REPUBLIKA.CO.ID, JAKARTA -- Bank-bank yang tergabung dalam Himpunan Bank Milik Negara (Himbara) menilai kenaikan suku bunga acuan Bank Indonesia (BI) menjadi 5,5 persen tidak akan menghambat pertumbuhan kredit. Perbankan pelat merah meyakini kondisi likuiditas, permodalan, dan kualitas aset yang masih kuat akan menjaga fungsi intermediasi tetap berjalan di tengah gejolak ekonomi global.

Corporate Secretary BRI Dhanny mengatakan keputusan BI menaikkan BI Rate merupakan bagian dari upaya menjaga stabilitas makroekonomi nasional, khususnya nilai tukar rupiah di tengah meningkatnya volatilitas pasar keuangan global.

Menurut dia, fundamental industri perbankan nasional saat ini masih kuat. “BRI meyakini fundamental industri perbankan nasional tetap kuat, ditopang oleh permodalan yang memadai, likuiditas yang terjaga, serta kualitas aset yang resilien,” ujar Dhanny kepada Republika, Rabu (10/6/2026).

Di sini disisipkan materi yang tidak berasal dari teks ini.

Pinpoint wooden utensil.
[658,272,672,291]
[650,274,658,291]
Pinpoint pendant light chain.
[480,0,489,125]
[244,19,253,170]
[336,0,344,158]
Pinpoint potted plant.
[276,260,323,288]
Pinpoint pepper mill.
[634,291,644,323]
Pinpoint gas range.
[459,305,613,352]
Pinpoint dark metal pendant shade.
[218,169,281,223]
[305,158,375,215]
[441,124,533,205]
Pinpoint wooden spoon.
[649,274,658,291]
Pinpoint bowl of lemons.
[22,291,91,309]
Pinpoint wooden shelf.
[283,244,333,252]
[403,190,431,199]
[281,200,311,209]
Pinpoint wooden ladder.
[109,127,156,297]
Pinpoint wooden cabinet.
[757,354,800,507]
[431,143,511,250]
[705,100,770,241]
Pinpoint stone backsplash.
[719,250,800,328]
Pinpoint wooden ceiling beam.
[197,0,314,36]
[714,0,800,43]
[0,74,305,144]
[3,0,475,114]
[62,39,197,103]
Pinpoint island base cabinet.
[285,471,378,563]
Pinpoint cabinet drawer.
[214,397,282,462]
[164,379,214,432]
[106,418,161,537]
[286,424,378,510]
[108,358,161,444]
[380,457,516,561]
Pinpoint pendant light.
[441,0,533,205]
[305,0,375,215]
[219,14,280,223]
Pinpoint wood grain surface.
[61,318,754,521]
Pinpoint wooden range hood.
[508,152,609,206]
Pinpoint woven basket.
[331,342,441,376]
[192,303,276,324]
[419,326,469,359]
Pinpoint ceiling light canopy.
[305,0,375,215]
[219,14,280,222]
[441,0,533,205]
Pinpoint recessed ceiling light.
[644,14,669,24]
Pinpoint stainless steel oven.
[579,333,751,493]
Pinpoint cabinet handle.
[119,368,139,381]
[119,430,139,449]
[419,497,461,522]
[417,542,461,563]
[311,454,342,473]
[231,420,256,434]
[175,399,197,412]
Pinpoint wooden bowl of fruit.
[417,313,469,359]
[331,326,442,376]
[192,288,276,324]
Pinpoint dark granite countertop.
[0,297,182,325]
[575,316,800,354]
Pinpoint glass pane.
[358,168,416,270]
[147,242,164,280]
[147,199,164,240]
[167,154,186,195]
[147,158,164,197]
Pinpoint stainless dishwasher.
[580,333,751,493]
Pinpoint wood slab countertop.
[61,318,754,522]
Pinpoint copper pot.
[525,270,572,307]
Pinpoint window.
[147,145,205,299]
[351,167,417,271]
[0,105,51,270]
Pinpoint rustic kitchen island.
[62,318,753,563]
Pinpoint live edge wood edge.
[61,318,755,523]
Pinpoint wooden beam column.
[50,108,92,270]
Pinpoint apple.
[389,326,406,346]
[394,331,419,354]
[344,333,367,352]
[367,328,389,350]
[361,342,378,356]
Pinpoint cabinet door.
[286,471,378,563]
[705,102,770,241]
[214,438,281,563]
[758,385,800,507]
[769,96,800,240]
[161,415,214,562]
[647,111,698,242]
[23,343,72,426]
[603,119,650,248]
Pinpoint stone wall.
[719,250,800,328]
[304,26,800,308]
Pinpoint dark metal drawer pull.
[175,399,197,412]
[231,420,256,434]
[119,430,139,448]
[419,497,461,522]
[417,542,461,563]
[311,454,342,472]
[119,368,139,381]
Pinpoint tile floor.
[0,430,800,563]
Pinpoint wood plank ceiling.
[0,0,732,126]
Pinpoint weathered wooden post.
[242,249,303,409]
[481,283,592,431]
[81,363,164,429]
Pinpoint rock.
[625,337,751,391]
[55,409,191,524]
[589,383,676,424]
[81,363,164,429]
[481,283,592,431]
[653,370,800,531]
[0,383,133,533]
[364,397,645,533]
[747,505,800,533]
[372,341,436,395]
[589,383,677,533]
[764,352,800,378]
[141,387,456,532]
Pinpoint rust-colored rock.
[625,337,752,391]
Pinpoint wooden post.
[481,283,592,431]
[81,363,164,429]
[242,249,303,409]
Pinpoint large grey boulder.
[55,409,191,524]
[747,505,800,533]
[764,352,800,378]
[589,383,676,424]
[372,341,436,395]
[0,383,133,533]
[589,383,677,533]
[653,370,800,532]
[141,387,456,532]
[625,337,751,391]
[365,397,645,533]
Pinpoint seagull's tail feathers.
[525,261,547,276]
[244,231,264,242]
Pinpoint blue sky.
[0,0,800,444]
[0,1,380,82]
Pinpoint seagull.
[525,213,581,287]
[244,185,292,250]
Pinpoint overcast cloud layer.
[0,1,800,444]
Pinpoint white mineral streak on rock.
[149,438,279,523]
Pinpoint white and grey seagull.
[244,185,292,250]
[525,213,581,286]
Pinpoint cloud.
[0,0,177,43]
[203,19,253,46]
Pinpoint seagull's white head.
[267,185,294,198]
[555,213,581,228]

Sebagai bank yang berfokus pada segmen UMKM, BRI akan terus memantau perkembangan pasar dan pergerakan suku bunga serta memastikan fungsi intermediasi tetap berjalan optimal guna mendukung aktivitas ekonomi nasional.

Senada, Corporate Secretary BNI Okki Rushartomo mengatakan kenaikan BI Rate merupakan langkah yang diperlukan untuk menjaga stabilitas ekonomi nasional dan memperkuat kepercayaan investor terhadap prospek ekonomi Indonesia.

“Stabilitas yang terjaga menjadi fondasi penting bagi keberlanjutan pertumbuhan sektor riil maupun industri perbankan,” kata Okki.

Menurut dia, stabilitas makroekonomi menjadi prasyarat penting bagi perbankan untuk tetap menjalankan fungsi intermediasi secara sehat dan berkelanjutan. Karena itu, BNI berkomitmen menjaga penyaluran pembiayaan secara selektif, produktif, dan prudent, meski tetap mencermati potensi dampak kenaikan suku bunga terhadap permintaan kredit.

Pandangan serupa disampaikan Direktur Finance & Strategy Bank Mandiri Novita Widya Anggraini. Menurut dia, keputusan BI mencerminkan ketegasan bank sentral dalam menjaga stabilitas rupiah di tengah tekanan eksternal, termasuk konflik di Timur Tengah dan arus keluar investasi portofolio asing.

“Stabilitas yang terjaga merupakan fondasi penting bagi keberlanjutan aktivitas ekonomi, kepercayaan pelaku usaha dan masyarakat, serta penciptaan ruang pertumbuhan yang sehat dalam jangka panjang,” ujar Novita.

Ia menegaskan perbankan tetap memiliki peran penting dalam menjaga kelancaran aktivitas ekonomi melalui fungsi intermediasi dan layanan transaksi yang andal. Karena itu, Bank Mandiri optimistis dapat terus mendukung kebutuhan pembiayaan pelaku usaha, UMKM, dan masyarakat.

Sementara itu, Corporate Secretary BSI Wisnu Sunandar menilai kebijakan BI tetap memberikan ruang bagi industri perbankan untuk tumbuh secara berkelanjutan. Menurut dia, BSI memiliki kekuatan pada struktur dana murah yang didukung tabungan haji dan tabungan berbasis akad wadiah.

“Fungsi intermediasi yang baik melalui optimalisasi dana murah diharapkan mampu memberikan multiplier effect terhadap penyaluran pembiayaan yang kompetitif sehingga mampu menjangkau nasabah yang lebih luas,” ujar Wisnu.

Dari sisi ekonomi makro, Chief Economist BTN Myrdal Gunarto menilai kenaikan BI Rate merupakan langkah antisipatif untuk menjaga stabilitas rupiah dan mengendalikan tekanan inflasi di tengah ketidakpastian global.

Dengan dukungan investasi dan intermediasi perbankan yang tetap terjaga, BTN memperkirakan pertumbuhan ekonomi Indonesia masih dapat mencapai sekitar 5,2 persen pada tahun ini.